Time to get into the interesting stuff! Let’s go back to the Whole Foods example where we were trying to scrape the prices of their food.

Using a Private API

When the Javascript sends the request to the Whole Foods API, we can see that the price of the item is nicely placed in the JSON response:

A screenshot from the Inspect Elements Chrome tool, of the preview of the HTTP request response.

By analyzing the request in the Inspect Elements tool, we can see two query string parameters that we need to send in our request - storeId, and product-detail.

In the below code, I have separated the URL from the query string parameters as well as included more headers to make the request more similar to what was actually sent:

import json
import requests

from fake_useragent import UserAgent

ua = UserAgent()

headers = {
    "Accept": "*/*",
    "Accept-Encoding": "gzip, deflate, br",
    "Accept-Language": "en-US,en;q=0.9",
    "Connection": "keep-alive",
    "Host": "www.wholefoodsmarket.com",
    "Sec-Fetch-Dest": "empty",
    "Sec-Fetch-Mode": "cors",
    "Sec-Fetch-Site": "same-origin",
    "User-Agent": ua.random,
    "sec-ch-ua": '"Google Chrome";v="117", "Not;A=Brand";v="8", "Chromium";v="117"',
    "sec-ch-ua-mobile": "?0",
    "sec-ch-ua-platform": "macOS"
}

api_url = 'https://www.wholefoodsmarket.com/_next/data/cIPmXap6kWkre23RzNwD-/product/produce-large-hass-avocados-b0b2w8hbz8.json'

query_string = {
    'store': 10773,
    'product-detail': 'produce-large-hass-avocados-b0b2w8hbz8'
}

response = requests.get(api_url, params=query_string, headers=headers)
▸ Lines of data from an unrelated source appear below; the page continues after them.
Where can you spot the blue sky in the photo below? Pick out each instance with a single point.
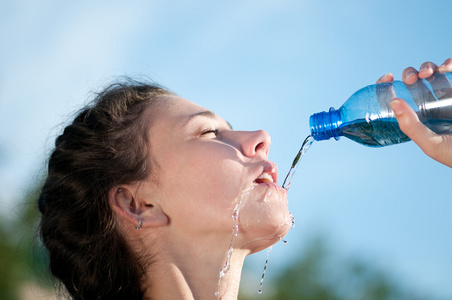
(260, 65)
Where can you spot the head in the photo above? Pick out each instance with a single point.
(105, 145)
(138, 152)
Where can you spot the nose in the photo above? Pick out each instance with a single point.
(254, 143)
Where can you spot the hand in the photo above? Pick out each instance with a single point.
(438, 147)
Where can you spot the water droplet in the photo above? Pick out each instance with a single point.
(269, 250)
(284, 241)
(304, 147)
(293, 221)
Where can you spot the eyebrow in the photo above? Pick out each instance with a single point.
(207, 113)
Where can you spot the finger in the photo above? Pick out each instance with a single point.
(409, 123)
(410, 75)
(446, 66)
(427, 69)
(386, 78)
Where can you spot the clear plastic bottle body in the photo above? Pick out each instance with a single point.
(367, 118)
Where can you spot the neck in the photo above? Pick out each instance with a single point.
(195, 272)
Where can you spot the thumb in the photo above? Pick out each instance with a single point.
(409, 123)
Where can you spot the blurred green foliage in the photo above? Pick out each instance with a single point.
(318, 274)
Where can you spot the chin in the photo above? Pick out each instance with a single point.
(264, 235)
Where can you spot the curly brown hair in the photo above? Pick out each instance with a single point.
(106, 145)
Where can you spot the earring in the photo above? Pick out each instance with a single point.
(139, 224)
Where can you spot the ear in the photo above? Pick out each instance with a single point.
(133, 206)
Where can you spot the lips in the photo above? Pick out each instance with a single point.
(269, 174)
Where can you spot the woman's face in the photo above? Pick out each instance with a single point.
(205, 170)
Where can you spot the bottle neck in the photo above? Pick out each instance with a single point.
(325, 125)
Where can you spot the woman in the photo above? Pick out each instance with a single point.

print(json.dumps(response.json(), indent=4))

This code returns a nicely formatted JSON response that is very easy for us to parse! Here is part of the output from the code:

Closing Remarks

While the Whole Foods API was easy to reverse engineer, some APIs are not, which is when using another tool such as Selenium can be helpful. Even though Selenium can make scraping easy, it is generally best to avoid as the overhead for running an entire browser is very high and often more than is necessary.

However, a scenario when it can be extremely useful is when private APIs have unique header/cookie tokens that are hard to recreate. This is when you would want to use Selenium - but only to retrieve the hard to get tokens, after which you can take them from Selenium and put them into a request Session object.

I hope you learned something new about web scraping using Python! This is meant to be a general guide that will apply to most data that people want to scrape. For most web scraping on the internet, this is the general framework that I walk through each time.